Car ce qui fait la prison, ce ne sont pas les murailles, mais bien le verrou. Et le captif ne continue de rêver à la liberté que s'il a connaissance d'une issue...
Elle enviait la normalité des autres, leur constance, mais cultivait sa différence, son instabilité, sa cécité émotionnelle... Parce que l'excès de lucidité éblouit parfois, fait dépérir, et pousse à détruire.
C'était si moche, parfois, tout ça...
Ces problèmes de comportement lui donnaient au moins un statut, et cela valait mieux que l'invisible de la dépression.

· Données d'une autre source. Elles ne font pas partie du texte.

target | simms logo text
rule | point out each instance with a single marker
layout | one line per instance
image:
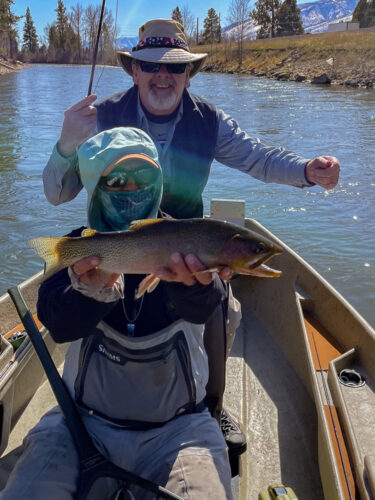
(109, 355)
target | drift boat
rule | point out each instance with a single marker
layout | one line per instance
(300, 380)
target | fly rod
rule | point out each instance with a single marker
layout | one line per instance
(96, 48)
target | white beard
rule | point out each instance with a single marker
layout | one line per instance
(162, 102)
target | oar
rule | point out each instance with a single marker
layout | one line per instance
(96, 48)
(93, 464)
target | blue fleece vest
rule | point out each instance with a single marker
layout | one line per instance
(192, 147)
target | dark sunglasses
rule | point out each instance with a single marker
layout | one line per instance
(149, 67)
(141, 176)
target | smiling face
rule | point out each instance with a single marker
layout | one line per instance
(160, 92)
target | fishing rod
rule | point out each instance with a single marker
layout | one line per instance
(96, 48)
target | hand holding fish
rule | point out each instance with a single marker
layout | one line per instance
(324, 171)
(183, 271)
(79, 123)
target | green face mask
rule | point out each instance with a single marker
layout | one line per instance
(113, 208)
(120, 208)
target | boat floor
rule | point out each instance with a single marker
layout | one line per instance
(275, 411)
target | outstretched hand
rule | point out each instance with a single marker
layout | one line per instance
(324, 171)
(181, 270)
(88, 273)
(79, 123)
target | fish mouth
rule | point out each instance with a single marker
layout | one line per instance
(256, 267)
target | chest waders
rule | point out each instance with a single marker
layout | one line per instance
(93, 464)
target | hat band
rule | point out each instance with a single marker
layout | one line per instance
(161, 41)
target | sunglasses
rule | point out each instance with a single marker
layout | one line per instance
(149, 67)
(141, 176)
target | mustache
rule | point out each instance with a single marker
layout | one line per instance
(171, 83)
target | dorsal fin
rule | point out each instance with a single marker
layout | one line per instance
(88, 232)
(138, 224)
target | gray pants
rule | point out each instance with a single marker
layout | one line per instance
(187, 455)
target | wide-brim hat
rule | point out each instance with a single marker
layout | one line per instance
(162, 41)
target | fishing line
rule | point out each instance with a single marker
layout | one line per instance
(114, 44)
(96, 48)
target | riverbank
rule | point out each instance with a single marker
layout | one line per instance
(7, 66)
(350, 56)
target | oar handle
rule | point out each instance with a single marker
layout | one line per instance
(68, 408)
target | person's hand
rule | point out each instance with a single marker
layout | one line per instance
(87, 273)
(79, 123)
(181, 270)
(324, 171)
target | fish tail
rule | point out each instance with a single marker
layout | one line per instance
(49, 250)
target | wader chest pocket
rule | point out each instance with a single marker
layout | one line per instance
(127, 386)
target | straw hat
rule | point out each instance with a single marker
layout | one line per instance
(162, 41)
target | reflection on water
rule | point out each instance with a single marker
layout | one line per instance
(333, 231)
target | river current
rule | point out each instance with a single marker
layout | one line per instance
(332, 230)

" Non, pas de tristesse ! Rien que d'la rage !... "
En danger, rétive, farouche, indocile, hérissée, entêtée, intenable, égoïste, indomptable, faible, enfantine, ambivalente, révoltée, masochiste, lacunaire... Dolores : personnalité borderline.

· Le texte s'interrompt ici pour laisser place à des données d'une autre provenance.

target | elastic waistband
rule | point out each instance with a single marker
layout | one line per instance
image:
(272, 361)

Une proie pour le Mal qui rôde.
Le siège était trop avancé, peut-être avait-il bougé sous l'effet d'un choc. Cet airbag s'était déclenché, pas l'autre. Sans doute avait-il sauvé une vie. Il était dégonflé à présent, pitoyable, autant qu'une capote après l'amour... Tandis que Dolores cherchait la manette qui permettrait de reculer l'assise en simili, sa main toucha quelque chose. Un objet qui s'était caché là, qui s'était soustrait à la vigilance du ferrailleur, à l'appétit des dépeceurs, à la minutie des inspecteurs. Un objet doté d'une volonté propre et de sales arrières-pensées. Juste du plastique et des circuits imprimés - presque une antiquité en 2016 ! -, mais au dessein inattendu et malfaisant. Une arme discrète au service du Mal.
Un simple lecteur MP3.
Ainsi, toujours à l'aube de l'éternité, le Mal patiente...
Puis finit par frapper.
Le pessimisme peut avoir du bon aussi.
Insomnie.
Il ne comptait même plus les années. Les nuits, les heures, à faire la chouette face au plafond, à défier Morphée par dépit, à défaut de mieux, jusqu’à ce que les yeux lui piquent, tempes comprimées, cerveau pilonné.
Idées qui s’enchaînent, qui s’emballent, puis l'angoisse qui s’enraie, se remballe, neurones en éveil, un vain dédale… Car ce qu'il y a de plus affolant, pour un être doté de conscience, c'est de ne plus savoir arrêter sa pensée.
« Tout ce que j’ai fait aujourd’hui. Mais il m’en reste autant demain. Que n’ai-je accompli jusqu’ici, pour que cela ne mène à rien ? »
Puis se résoudre, soir après soir, à en reprendre.